Pada paruh kedua wawancara yang diatur ulang, kami telah pindah ke lantai atas di Carrington ke lantai mezzanine di atas lobi.
Ferguson berada dalam semangat yang baik, tetapi selain Hansen ada pertanyaan lain yang harus dijawab – dalam bentuk Juan Sebastian Veron dan Diego Forlan dan agresi Roy Keane pasca-Saipan.
Dengan tingkat pembangkangan yang tinggi, Ferguson mengaitkan kritik yang terus berlanjut terhadap Veron dengan Inggris yang menarik Argentina di Piala Dunia; dia berkata tentang Forlan: “Tidak ada cukup objektivitas terhadapnya”; dan kartu merah Keane di Sunderland karena menyikut Jason McAteer, dia mengatakan itu adalah: “seorang anak sekolah yang menggali”.
Ketika deskripsi ini dibantah, Ferguson menjawab: “Yah, itu bukan ‘ambillah, bajingan’.”
Govan di dalam Fergsuon meningkat dan ketika dihadapkan dengan pernyataan “tantangan terbesar” Hansen, Ferguson merespons dengan ekspresi bertengger. Dan Anda dapat mencetaknya.
Dia juga berkata, ‘Saya tidak dibayar untuk panik,’ yang merupakan sebuah kalimat.
Responnya? Nah, duduk di seberang meja rendah darinya, mungkin ada peningkatan. Ferguson mengintimidasi karakter yang lebih besar. Bisa dibilang, dia orang Glasgow yang luar biasa.
Dalam panggilan telepon ke kantor sesudahnya, “dan Anda dapat mencetaknya” jelas disebutkan. Bahkan reporter yang buruk pun akan tahu bahwa jarang ada manajer yang berbicara dengan kejujuran dan kekuatan seperti itu, dan Alex Ferguson bukan sembarang manajer.
Perch tertulis dalam leksikon sepak bola Inggris. Tapi tidak ada banyak pandangan yang bisa dipicu oleh komentar seperti itu hari ini. Tidak ada kemarahan di media sosial. Baars memang menjadi terkenal, tapi itu terjadi seiring berjalannya waktu.
Meskipun surat kabar tersebut mencetaknya, kutipan bass tidak ada dalam judul dan wawancara tersebut merupakan tagihan kedua setelah Piala Ryder di sampul olahraga. Seringai Colin Montgomerie di Belfry adalah cerita utamanya.
Yang terpenting, wawancara tersebut tidak dimuat di tabloid hari Minggu. Itu akan membuatnya terekspos.
Jadi ketika telepon menerima pesan teks dari rekan-rekan pembaca Guardian, wawancara datang dan pergi, meskipun tentu saja terlihat di Merseyside.
Ketika sampai pada angka 400st Pertandingan, di The Valley, United tertinggal 1-0 di babak pertama berkat gol dari pemain Charlton Claus Jensen.
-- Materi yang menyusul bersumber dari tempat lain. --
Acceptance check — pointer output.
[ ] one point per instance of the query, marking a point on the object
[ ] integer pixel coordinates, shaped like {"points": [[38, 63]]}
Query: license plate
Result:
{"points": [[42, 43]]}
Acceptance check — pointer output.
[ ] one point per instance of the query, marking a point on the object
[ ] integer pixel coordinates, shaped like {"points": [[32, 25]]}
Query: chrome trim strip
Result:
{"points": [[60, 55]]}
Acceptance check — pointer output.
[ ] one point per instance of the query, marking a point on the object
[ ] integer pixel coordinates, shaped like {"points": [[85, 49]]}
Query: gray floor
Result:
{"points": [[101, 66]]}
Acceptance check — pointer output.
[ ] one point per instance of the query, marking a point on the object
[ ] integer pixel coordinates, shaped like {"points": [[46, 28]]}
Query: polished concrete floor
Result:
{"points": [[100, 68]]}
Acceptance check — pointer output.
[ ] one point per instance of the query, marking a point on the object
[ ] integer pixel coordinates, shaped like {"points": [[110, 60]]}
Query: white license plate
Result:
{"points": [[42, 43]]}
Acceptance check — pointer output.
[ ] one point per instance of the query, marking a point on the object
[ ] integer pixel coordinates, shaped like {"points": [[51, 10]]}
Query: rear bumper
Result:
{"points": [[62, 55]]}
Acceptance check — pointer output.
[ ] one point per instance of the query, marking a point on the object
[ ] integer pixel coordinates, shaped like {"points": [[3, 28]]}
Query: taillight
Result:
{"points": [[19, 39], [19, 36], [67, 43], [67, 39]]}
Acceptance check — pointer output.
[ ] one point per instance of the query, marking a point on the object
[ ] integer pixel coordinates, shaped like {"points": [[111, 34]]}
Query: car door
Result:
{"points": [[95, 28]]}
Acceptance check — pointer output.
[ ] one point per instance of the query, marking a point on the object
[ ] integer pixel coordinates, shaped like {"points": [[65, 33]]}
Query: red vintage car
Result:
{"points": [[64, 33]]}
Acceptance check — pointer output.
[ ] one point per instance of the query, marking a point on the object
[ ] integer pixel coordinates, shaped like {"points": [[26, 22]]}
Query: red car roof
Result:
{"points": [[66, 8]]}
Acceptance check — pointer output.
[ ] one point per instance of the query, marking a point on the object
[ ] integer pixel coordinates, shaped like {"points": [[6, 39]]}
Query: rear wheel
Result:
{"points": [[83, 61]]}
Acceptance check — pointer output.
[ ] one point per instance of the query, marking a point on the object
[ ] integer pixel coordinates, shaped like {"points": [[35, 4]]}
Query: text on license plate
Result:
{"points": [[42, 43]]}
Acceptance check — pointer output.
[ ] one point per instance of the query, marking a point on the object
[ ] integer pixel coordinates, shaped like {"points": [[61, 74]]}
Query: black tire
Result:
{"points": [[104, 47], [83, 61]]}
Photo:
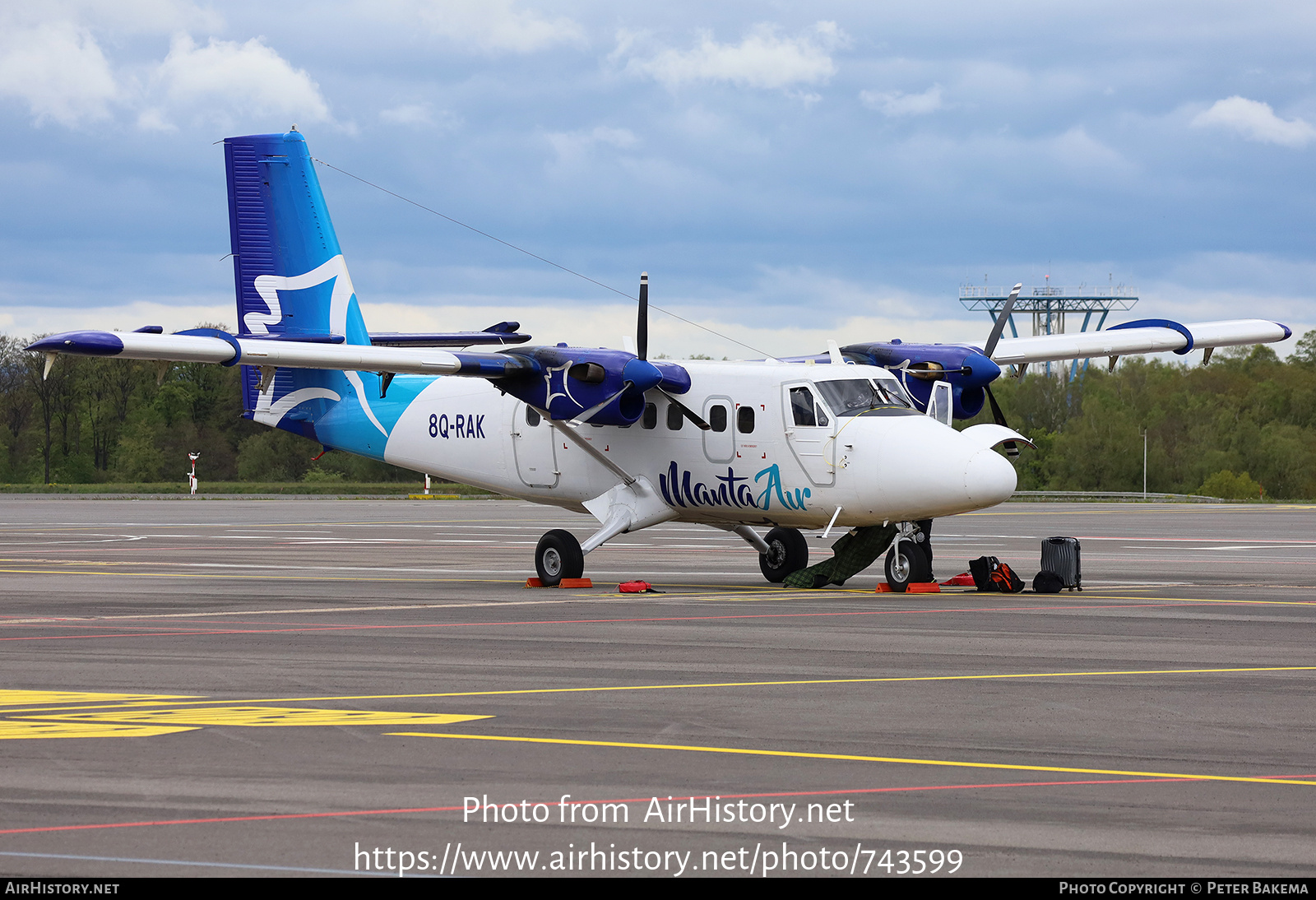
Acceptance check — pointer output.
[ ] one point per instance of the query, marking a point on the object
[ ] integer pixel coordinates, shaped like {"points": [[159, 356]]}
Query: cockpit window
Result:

Namun di babak kedua Paul Scholes, Ryan Giggs, dan Ruud van Nistelrooy mencetak gol untuk menjadikan kedudukan 1-3. United sedang dalam perjalanan.
Kami tahu apa yang terjadi selanjutnya. Bulan Mei berikutnya, tabel liga menunjukkan Manchester United di puncak, unggul lima poin dari Arsenal. Ferguson mengawasi gelar kedelapan dalam 11 musim.
Liverpool berada di urutan kelima, tertinggal 19 poin.
Pada tahap itu, Liverpool telah melewati 13 tahun tanpa menjadi juara, sesuatu yang sepertinya tidak terpikirkan. Sekarang sudah tahun ke-30 dan hal itu menjadi sangat mungkin terjadi di Anfield.
Namun akhirnya kejayaan kembali terlihat bagi Liverpool dan bagi kedua klub ada dua persamaan. Salah satunya adalah energi dan kepastian Jurgen Klopp mirip dengan Ferguson. Klopp memegang kendali, dia tidak perlu panik.
Alasan lainnya adalah adanya argumen di antara para pendukung Anfield bahwa Ferguson tidak menjatuhkan mereka dari kursi mereka, namun justru Liverpool yang terjatuh. Hal ini, kata mereka, disebabkan oleh serangkaian penunjukan manajemen yang gagal dan penandatanganan kontrak yang tidak tepat dan mahal.